Between 30 June and 3 July, millions of people took the streets throughout the country, demanding Morsi’s immediate resignation. However, Morsi remained defiant, refusing to bow to the will of the protestors, and even turning a blind eye to increasing incitement to violence from Brotherhood members and supporters.
In fact, during the protests, Morsi contacted Ayman Al-Zawahri and his brother Mohamed, inciting them to rise up against the Egyptian army in Sinai and to compel all jihadi elements to come to the Brotherhood’s aid. Al-Zawahiri promised to “set the Sinai aflame” (“The History of the Muslim Brotherhood,” para 328-29). Until this day, terrorist attacks in Sinai continue to claim innocent lives, destroying many livelihoods and all but crippling Egypt’s tourism industry.

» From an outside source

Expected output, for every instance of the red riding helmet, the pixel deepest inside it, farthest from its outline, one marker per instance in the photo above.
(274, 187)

On 1 July, fearing violence and bloodshed between the protestors and the Brotherhood, the army gave Morsi an ultimatum to resign within 48 hours. Two days later, the army announced a political roadmap, naming the head of the SCC as interim president (“The History of the Muslim Brotherhood,” para 263-268).
CONCLUSION: Although the Brotherhood purports to present a “moderate” view of Islam, this could not be farther from the truth. The Brotherhood has never embraced democratic principles other than as a vehicle to reach power through their manipulative religious rhetoric.
It has openly rejected the civil nature of the state, seeking to impose its rigid and radical views. These were the views decidedly rejected by the majority of the Egyptian people in June 2013.God only knows what kind of violence, bloodshed and civil strife could have ensued had the army not taken a stance in favour of the protestors and against the regime. One only needs to look to other countries in the region to sense the degree of carnage and chaos that could have ensued.
Egypt is now firmly a state that stands up to, rather than sponsors, finances or condones terrorism. The Muslim Brotherhood that once ruled Egypt has intricate links with other terrorist organisations that have not only wreaked havoc in the Middle East, but have also extended their reach to the United States and Europe, claiming thousands of innocent lives.
No country is immune to Islamic extremist terrorism, which has at its core the exclusionary, radical and violent ideology of the Muslim Brotherhood, an organisation that also provides moral, material and financial support to these groups.
We should not fall into the trap of dealing with each of these groups in isolation, or to discriminate in terms of how we treat them. They all share common origins, a common ideology, and common methods of violence and intimidation.
It is only through realising this fact, and through comprehensively addressing the problem at its roots, that we may hope one day to eradicate the scourge of terrorism once and for all.